As Neilfws suggests, and as is neatly supported by the figure at the bottom of the page you link to, there is no correct threshold. On the figure, there is no logical place to choose as a cutoff, only a gradual increase in the 'noisiness'. Speaking of that figure, it is a strange choice to present as typical data since there is at least 2 forms of artefacts in that figure (spurr on upper left pointing to the up and right and the one in the center pointing down).

ADD REPLY • link 10.5 years ago by Eric Normandeau 11k

score 0 · Answer 2 · 2013-10-23

We usually go for the following procedure to choose genes that are expressed highly enough to analyse. Although it is arbitrary, in the sense that WE choose the method and threshold, not that we choose some random method, it is easy to explain and logical so it never gave us problems during reviews. It works if you have blank spots or negative controls on your array.

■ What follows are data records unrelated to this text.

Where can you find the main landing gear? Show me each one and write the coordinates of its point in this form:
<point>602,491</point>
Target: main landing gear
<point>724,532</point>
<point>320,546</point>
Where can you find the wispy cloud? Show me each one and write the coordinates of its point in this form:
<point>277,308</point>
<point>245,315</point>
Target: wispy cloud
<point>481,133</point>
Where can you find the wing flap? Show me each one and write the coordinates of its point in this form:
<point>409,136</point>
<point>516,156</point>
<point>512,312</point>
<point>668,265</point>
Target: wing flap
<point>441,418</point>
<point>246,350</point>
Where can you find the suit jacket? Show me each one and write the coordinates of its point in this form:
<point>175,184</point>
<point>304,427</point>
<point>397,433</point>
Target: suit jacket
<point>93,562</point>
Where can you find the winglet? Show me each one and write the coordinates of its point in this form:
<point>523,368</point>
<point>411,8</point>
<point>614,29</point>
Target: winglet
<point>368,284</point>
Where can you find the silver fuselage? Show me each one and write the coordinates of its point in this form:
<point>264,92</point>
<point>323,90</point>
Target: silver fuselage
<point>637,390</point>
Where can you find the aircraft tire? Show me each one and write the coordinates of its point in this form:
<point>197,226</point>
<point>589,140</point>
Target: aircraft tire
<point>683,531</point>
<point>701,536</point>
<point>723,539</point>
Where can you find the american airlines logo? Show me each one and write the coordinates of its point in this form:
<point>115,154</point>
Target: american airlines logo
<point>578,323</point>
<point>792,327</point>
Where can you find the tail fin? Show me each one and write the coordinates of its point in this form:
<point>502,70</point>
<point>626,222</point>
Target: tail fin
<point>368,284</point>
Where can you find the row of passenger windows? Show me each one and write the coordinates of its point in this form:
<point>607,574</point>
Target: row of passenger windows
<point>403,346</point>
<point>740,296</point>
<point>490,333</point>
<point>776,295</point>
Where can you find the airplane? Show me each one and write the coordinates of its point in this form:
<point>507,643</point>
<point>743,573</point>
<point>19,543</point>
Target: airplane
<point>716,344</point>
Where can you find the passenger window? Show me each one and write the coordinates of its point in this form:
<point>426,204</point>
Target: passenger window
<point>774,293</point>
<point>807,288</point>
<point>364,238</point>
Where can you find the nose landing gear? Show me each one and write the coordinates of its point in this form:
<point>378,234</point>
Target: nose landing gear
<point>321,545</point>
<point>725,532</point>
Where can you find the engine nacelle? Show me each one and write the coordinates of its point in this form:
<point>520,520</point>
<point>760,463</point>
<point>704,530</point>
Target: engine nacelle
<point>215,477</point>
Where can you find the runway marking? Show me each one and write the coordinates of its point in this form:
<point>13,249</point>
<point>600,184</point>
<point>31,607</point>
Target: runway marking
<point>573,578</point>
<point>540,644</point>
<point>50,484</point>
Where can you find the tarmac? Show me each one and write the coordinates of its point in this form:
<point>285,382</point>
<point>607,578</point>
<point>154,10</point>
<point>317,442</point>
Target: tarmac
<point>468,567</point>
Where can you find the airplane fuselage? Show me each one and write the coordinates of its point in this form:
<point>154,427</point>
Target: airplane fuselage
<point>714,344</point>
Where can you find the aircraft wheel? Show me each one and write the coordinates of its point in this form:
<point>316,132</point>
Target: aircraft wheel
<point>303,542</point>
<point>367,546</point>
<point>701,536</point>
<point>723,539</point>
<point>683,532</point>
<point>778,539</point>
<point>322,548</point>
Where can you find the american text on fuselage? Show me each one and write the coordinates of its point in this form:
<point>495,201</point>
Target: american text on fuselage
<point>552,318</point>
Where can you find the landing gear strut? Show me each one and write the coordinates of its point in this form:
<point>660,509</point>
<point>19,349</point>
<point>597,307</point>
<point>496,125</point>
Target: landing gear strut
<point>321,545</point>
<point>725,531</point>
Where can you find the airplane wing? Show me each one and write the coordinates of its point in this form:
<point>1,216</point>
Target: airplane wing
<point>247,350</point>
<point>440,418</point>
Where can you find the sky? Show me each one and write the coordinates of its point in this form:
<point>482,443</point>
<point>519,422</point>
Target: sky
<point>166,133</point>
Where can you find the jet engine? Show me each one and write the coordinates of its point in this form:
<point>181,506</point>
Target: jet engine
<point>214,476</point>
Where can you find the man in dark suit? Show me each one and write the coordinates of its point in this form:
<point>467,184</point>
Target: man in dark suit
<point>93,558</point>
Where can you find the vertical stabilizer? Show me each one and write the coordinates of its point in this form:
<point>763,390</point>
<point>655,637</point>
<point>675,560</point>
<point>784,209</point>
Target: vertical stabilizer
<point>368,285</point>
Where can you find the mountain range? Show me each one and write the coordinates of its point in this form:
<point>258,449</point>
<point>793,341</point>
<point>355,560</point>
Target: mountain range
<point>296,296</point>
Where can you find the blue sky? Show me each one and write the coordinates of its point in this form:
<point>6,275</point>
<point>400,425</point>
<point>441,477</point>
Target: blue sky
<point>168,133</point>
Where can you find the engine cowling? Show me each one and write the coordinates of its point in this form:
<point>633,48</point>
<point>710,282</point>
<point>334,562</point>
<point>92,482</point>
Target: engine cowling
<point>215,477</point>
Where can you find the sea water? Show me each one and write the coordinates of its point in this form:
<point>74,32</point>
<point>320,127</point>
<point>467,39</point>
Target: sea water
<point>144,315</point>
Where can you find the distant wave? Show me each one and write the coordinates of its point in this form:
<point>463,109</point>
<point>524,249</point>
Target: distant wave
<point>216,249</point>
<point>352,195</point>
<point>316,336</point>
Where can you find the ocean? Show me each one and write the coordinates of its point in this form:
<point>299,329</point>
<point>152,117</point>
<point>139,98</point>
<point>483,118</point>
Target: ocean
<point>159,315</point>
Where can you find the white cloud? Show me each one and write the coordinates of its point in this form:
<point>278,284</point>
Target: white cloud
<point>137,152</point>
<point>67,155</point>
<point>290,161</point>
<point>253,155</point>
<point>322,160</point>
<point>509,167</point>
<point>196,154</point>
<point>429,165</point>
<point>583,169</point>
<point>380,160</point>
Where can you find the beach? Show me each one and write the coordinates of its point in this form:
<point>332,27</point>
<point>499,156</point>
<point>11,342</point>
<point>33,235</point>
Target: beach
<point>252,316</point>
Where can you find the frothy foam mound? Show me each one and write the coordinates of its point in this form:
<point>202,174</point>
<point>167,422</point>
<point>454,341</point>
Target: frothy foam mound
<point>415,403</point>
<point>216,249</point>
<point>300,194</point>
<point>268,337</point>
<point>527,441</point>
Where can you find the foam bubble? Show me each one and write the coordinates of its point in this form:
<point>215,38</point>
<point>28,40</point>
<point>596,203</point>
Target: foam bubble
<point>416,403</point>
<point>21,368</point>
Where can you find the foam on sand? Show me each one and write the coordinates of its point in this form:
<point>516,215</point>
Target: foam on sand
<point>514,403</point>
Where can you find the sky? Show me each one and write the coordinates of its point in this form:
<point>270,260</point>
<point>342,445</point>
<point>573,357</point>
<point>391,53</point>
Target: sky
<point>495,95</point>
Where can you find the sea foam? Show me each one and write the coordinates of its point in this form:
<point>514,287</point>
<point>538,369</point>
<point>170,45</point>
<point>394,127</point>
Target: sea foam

We calculate the average and standard deviation of the expression value of all the blanks and negative controls on one array (we do it separately for both colours in 2-colour arrays).
We define a threshold for each array (or colour) that is equal to the mean expression of the blanks plus two times the standard deviation (threshold = mean + 2*stdev) (assuming these do not deviate too much from a normal deviation, it means that the threshold will keep spots that are outside ~95% of the distribution of the blanks)
We keep a gene if it is above the threshold on more than 80% of the samples of at least one of the biological groups we are testing.

So, let's say you have 4 groups, if at least 1 group has a spot above the mean + 2 time the stdev for 80% or more of the samples, we retain it in the analysis.

Well, maybe not THAT simple to explain, but easy to understand and kind of logical. Plus, it retains spots that may be not expressed in one group but that are expressed in another one. These genes are especially interesting since they could very well be differentially expressed. Other methods may miss these genes.

score 0 · Answer 3 · 2013-10-24

When analyzing Affymetrix human exon arrays, I've used the DABG (detected above background) function from the Affymetrix power tools software. This provides a p-value for each probe after testing whether or not a probeset is detected above background. When using gene-level estimates, a threshold can be set such as requiring the DABG P < 0.05 in ~50% of the samples of at least one group (as suggested here). This method requires you to have the raw CEL files, and I'm not sure if this is appropriate for other Affy arrays beyond the human exon array.